Des réseaux sociaux d'investisseurs accordent des millions d'euros de prêts à des entrepreneurs et à de petites entreprises, alors que la tendance est de plus en plus au financement par les pairs pour les entreprises en ligne.
Les PME peinent de plus en plus à trouver des financements, alors que les banques tentent de combattre la crise dans la zone euro et les pressions exercées par les gouvernements et les marchés qui souhaitent qu'elles consolident leurs bilans.
« La question du financement devient de plus en plus difficile et ne s'améliore pas », a déclaré hier (6 octobre) lors d'un évènement sur les PME Daniel Calleja-Crespo, le directeur général adjoint de la DG Entreprises et industrie.
Les petites entreprises qui ont essuyé un refus de la part des banques parviennent à trouver des fonds grâce aux crédits sociaux, également connus sous le nom de prêts par les pairs ou financements participatifs, même si cette méthode en est encore à ses balbutiements dans l'UE.
En France, Catherine Maugée, la fondatrice de Be Bio, une entreprise qui livre des aliments bio aux entreprises, a réussi à obtenir 3000 euros d'un groupe d'investisseurs grâce au prêteur en ligne FriendsClear, après s'est vu refuser un prêt par sa banque.
Mme Maugée a affirmé qu'elle n'avait jamais rencontré ses investisseurs en personne, mais qu'elle leur avait fourni un plan d'affaires (« business plan ») détaillé. Tous les clients doivent également passer par une vérification de leur solvabilité par le biais de l'examen de leur dossier bancaire.
Financement par les pairs : les « Business angels »
Le financement par les pairs a été lancé aux Etats-Unis, mais au cours de ces deux dernières années, plusieurs entreprises ont commencé à utiliser ce système au Royaume-Uni, en France et en Allemagne.
Selon une étude réalisée par l'Association of Chartered Certified Accountants, le manque d'informations sur le crédit social est la première raison pour laquelle le financement par les pairs reste une niche dans l'UE, les problèmes de sécurité arrivent en seconde position.
Aux Etats-Unis, où ce type de prêts est en plein boom, les investisseurs se tournent vers le financement par les pairs, dans la mesure où les marchés boursiers restent instables et devraient encore être sujets à la volatilité pour plusieurs années.

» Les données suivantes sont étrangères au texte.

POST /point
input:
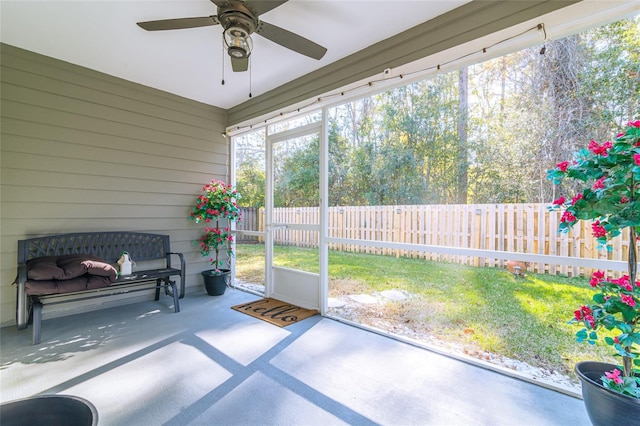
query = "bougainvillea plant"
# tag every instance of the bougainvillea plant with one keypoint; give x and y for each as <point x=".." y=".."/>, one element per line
<point x="217" y="201"/>
<point x="610" y="175"/>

Les risques peuvent également être beaucoup moins importants, étant donné que les prêts sont souvent supportés par un groupe de prêteurs.
Les leaders du marché aux Etats-Unis, LendingClub.com, allouent près de 30 millions d'euros chaque mois à de nouvelles entreprises ou à des PME.
« Ils sont en quelque sorte des business angels », a déclaré hier lors d'une présentation au Parlement européen Jean-Christophe Capelli, le fondateur de FriendsClear.
Des taux d'intérêt inférieurs
M. Capelli a expliqué qu'Internet favorisait le développement du financement par les pairs, dans la mesure où les investisseurs sont en compétition.
L'entreprise britannique Zopa, par exemple, permet aux créditeurs de mentionner leurs taux d'intérêt et donne l'opportunité à d'autres prêteurs de prendre part au financement avec des taux d'intérêt potentiellement inférieurs, ce qui fait baisser les taux.
« La pression des pairs, c'est toute la magie des réseaux sociaux », a affirmé M. Capelli.
Les prêteurs peuvent également s'enregistrer sur plusieurs sites et ainsi se rendre compte qu'une même entreprise recherche des financements ailleurs, ce qui les pousse à investir.
Abus
Comme dans toute affaire lucrative, les abus existent. Au Royaume-Uni, un groupe de prêteurs en ligne a mis sur pied un organisme d'autoréglementation afin que l'investisseur et le consommateur puissent jouir d'une meilleure protection.
Cette année, en Grande-Bretagne, le financement par les pairs devrait représenter plus de 100 millions de livres de prêts accordés à des petites entreprises ou à des particuliers.
« Nous avons assisté à la création de nouveaux sites au cours de l'année qui vient de s'écouler et la manière dont certains gèrent leur plateforme sans investir dans le risque est inquiétante », a expliqué le fondateur de Zopa, Giles Andrews, à la presse britannique le mois dernier.